Many electronic sites copied the picture from social media platforms, claiming that it was of a sign glorifying the dead soldiers, without checking and translating the content of the sign. These sites took social media users as their source since a lot of news contained the statement "activists on social media sites have circulated…" On the other hand, some news sites corrected the publishing of incorrect news and not confirming the content of the sign by removing the story and republishing a new story, which contains the true content of the sign.

After confirming the content of the sign, Dr. Mohammed Nawafleh, chief commissioner of the Petra Development and Tourism Region Authority, was quoted as saying in a statement that the sign had the following words: "Sweetheart Hanna Zahav, will you marry me?" He added that "the clamor that was raised on social media sites over the sign raised by an Israeli tourist was inaccurate and contained false information." The statement was carried by several news sites afterward.

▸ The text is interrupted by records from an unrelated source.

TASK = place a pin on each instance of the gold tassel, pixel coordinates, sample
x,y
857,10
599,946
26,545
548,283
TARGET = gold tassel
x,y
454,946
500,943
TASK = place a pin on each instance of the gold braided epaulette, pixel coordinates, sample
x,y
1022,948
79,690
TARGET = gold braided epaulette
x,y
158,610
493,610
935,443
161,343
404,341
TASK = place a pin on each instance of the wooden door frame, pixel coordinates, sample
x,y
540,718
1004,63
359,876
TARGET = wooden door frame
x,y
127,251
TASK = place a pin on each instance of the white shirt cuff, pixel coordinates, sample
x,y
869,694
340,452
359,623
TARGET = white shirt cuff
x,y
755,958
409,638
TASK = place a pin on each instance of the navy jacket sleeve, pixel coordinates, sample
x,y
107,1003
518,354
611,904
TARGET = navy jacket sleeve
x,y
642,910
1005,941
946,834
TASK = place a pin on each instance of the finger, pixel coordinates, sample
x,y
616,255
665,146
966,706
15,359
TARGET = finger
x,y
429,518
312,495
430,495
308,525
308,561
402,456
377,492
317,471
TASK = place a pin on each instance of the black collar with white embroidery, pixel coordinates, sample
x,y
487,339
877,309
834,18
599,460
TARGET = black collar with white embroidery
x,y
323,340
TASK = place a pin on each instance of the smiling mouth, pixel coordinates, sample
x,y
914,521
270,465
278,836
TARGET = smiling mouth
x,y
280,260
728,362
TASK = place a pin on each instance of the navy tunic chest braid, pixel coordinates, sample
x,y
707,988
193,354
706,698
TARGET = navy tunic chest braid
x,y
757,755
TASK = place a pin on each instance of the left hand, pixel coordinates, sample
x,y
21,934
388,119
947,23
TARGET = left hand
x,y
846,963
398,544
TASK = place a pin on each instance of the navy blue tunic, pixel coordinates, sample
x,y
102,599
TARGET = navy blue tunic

Other sites published a statement issued by the Petra Development and Tourism Region Authority, which described news on solidarity with the dead soldiers as "inaccurate and containing falsehoods." The statement added that a tourist "proposed to a girl who was accompanying him. Tourists who were in the area clapped for him." Immediately afterward, the sign was removed.

Abdul Aziz Hasanat, host of the Israeli tourist delegation, told a news website that the sign was a marriage proposal to one of the tourists. Meanwhile, Maan Governor Hosni Qudah denied to another website the truth of reports that tourists carrying Israeli nationality had staged a sit-in in the city of Petra.

The Jordanian Media Credibility Monitor (AKEED) contacted Yahya Matalqah, a Hebrew translator, who confirmed that the content of the sign was about a marriage proposal. The Monitor thinks that news sites had fallen into the trap of haste in reporting news from social media platforms without verifying the content of the sign. This has been the case in more than one previous incident.

This is considered a violation of Article 9 of the Press Code of Honor, which stresses that "the mission of journalism requires accuracy and objectivity, and its practice requires confirming the accuracy of information and news before publishing it." It is also a violation of the "standard of accuracy" in avoiding incorrect content and errors of information.

On the other hand, the AKEED Monitor has observed that many news websites did not heed the incorrect story and did not publish it, while other websites issued corrections and made contacts with the relevant parties, which denied that the sign contained expressions of solidarity with the dead occupation soldiers. AKEED thinks that the media correcting its news and verifying the truth of this news is considered a positive practice, which has recently been expanding.